La publication en janvier 2012 d'une nouvelle convention de coordination-type constitue sans doute une avancée dans la mesure où est désormais prévue de manière explicite la réalisation d'un diagnostic de sécurité. Celui-ci doit en effet permettre de mieux adapter l'activité des différentes forces de police intervenant sur le même territoire communal.

Toutefois, cette nouvelle convention ne semble pas suffisante pour pallier les inconvénients exposés ci-dessus (partie I) et pour donner davantage de contenu à la coopération entre les polices nationales et forces nationales. En outre, d'après les réponses au questionnaire, seulement 55 % des communes ont une telle convention.

Comme le souligne le maire de Vernouillet (78) : « Certes il existe déjà des conventions de coordination (...) mais je crois que celles-ci pourraient être adaptées et rénovées afin d'être mieux adaptées au diagnostic local de sécurité et de préciser les dispositions adoptées en matière de coopération, de coordination et de commandement ».

Cette amélioration des conventions de coordination apparaît d'autant plus nécessaire que seules 5,70 % des maires interrogés déclarent que l'intensité de la coopération de leur police municipale avec les forces nationales est forte.

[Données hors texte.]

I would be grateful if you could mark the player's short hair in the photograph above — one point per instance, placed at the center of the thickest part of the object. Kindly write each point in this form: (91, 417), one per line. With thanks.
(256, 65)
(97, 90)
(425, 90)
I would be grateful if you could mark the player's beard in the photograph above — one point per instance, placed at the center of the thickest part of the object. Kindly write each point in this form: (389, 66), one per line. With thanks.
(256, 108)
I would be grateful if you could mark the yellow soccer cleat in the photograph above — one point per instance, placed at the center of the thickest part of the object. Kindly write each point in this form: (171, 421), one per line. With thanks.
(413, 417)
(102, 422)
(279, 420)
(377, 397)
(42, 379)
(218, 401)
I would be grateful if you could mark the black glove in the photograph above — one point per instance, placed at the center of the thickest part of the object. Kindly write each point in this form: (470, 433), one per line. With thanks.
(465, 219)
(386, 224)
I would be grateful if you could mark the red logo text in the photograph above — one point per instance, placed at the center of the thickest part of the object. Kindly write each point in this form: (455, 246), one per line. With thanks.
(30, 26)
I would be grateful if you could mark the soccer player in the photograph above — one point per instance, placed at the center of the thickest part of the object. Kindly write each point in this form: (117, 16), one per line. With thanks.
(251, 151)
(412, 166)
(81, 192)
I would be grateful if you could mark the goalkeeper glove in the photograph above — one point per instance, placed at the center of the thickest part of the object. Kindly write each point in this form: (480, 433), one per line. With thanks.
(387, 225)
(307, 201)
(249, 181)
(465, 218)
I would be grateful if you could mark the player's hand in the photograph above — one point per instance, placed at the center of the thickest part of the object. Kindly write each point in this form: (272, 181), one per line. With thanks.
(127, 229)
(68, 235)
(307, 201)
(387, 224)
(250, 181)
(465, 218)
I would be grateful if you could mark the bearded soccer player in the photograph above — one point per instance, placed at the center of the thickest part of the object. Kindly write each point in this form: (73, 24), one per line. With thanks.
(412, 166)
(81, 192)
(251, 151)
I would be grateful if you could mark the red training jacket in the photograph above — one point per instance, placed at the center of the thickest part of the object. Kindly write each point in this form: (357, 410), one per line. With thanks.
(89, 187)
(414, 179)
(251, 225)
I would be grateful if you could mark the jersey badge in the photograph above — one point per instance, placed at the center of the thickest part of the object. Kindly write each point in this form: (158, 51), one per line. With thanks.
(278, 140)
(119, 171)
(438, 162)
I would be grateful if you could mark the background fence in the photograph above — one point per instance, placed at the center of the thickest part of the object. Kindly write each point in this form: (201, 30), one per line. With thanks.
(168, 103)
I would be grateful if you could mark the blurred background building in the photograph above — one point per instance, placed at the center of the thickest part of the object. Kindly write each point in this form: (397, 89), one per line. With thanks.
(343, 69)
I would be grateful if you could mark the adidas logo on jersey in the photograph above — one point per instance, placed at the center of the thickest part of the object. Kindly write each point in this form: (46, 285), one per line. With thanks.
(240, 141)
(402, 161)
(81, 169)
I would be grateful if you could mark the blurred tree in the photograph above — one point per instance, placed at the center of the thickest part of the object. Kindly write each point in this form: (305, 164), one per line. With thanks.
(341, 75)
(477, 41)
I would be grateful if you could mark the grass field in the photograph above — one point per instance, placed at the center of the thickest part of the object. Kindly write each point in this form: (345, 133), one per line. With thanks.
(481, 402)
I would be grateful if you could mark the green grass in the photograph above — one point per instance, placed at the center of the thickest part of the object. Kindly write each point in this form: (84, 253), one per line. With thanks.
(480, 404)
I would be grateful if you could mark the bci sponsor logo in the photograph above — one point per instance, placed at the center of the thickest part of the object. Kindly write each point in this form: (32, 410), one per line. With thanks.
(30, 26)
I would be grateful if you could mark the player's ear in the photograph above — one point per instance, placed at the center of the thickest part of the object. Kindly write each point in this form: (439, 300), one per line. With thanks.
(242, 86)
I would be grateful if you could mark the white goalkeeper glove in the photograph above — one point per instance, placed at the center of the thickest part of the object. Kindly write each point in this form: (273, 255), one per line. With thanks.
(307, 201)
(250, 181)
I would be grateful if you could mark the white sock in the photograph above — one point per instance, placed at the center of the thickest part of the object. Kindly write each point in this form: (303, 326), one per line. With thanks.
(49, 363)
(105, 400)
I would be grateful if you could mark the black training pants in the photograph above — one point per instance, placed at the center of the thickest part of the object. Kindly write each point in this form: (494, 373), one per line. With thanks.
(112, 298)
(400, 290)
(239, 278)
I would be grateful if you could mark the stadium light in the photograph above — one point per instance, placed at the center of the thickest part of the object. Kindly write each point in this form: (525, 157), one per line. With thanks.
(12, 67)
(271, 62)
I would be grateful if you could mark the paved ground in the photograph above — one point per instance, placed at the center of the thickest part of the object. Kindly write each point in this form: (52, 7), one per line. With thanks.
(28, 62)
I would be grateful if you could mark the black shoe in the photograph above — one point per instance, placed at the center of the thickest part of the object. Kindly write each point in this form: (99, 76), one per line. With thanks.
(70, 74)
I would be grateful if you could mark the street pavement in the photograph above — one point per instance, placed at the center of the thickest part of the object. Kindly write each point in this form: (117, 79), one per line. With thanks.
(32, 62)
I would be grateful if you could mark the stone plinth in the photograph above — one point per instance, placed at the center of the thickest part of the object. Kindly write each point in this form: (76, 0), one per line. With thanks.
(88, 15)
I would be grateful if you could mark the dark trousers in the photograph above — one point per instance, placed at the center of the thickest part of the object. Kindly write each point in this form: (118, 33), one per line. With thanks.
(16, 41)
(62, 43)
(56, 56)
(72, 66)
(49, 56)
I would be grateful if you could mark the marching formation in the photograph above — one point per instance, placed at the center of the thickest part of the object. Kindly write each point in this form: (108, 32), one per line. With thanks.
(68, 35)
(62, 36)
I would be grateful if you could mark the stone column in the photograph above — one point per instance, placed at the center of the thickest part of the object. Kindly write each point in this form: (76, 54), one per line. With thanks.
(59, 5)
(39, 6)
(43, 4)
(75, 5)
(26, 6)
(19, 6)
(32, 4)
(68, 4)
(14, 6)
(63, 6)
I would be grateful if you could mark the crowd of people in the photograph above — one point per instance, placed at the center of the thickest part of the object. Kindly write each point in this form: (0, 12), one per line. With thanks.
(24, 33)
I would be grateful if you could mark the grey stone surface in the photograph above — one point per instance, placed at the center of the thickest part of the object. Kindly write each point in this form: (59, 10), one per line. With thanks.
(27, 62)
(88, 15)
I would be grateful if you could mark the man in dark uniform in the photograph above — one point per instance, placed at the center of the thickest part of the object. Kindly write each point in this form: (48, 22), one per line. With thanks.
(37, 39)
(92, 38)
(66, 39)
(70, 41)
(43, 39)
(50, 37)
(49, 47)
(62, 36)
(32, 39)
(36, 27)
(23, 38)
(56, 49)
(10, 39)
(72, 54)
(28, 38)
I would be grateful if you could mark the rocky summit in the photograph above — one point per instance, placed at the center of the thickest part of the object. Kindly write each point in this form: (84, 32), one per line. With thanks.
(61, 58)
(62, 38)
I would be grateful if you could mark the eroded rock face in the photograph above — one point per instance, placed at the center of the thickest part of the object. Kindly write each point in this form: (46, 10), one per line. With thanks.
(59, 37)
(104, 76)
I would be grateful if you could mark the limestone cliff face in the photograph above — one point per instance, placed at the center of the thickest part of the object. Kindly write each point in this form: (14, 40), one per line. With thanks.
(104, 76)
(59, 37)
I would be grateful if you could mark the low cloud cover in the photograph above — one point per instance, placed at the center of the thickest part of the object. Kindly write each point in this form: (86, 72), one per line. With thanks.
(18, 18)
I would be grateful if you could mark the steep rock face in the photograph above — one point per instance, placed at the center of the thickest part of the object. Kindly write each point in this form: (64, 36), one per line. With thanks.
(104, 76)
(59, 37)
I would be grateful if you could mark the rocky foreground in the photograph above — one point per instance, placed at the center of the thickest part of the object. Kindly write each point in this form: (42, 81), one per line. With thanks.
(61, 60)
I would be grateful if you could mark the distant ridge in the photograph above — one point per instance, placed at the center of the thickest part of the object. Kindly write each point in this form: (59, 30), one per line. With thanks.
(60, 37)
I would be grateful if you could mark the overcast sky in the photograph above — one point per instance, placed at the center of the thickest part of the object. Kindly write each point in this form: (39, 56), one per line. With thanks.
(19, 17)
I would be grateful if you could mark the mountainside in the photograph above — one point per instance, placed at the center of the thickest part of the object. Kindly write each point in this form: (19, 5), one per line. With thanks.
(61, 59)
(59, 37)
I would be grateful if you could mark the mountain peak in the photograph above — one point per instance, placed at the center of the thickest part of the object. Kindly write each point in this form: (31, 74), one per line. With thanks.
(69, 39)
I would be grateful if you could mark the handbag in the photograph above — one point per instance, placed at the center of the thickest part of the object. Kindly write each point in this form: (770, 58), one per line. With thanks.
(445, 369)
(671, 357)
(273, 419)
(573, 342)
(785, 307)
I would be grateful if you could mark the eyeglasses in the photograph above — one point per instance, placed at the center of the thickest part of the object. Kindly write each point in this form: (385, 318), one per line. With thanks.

1. Mieux définir les missions de la police municipale

La convention de coordination-type devrait d'abord, avant de prévoir les modalités de coopération qui vont permettre de répondre aux enjeux dégagés par le diagnostic territorial, rappeler clairement la distinction entre les missions des forces nationales et celles de la police municipale. La convention-type actuelle précise déjà que la police municipale ne peut intervenir en matière de maintien de l'ordre, mais elle devrait aussi rappeler qu'elle ne doit pas être amenée à se substituer à la police ou à la gendarmerie nationale dans leurs pouvoirs d'enquête, ainsi et surtout que dans leur rôle général de lutte contre la délinquance. En effet, comme l'a souligné Daniel Canepa, président de l'association du corps préfectoral, la distinction entre les agents municipaux et ceux de l'Etat ne doit pas relever seulement de la différence entre leurs uniformes, mais aussi de la claire conscience que chaque force doit avoir de la spécificité de ses missions.

Proposition n° 10 :

Définir dans chaque convention de coordination le rôle spécifique de la police municipale.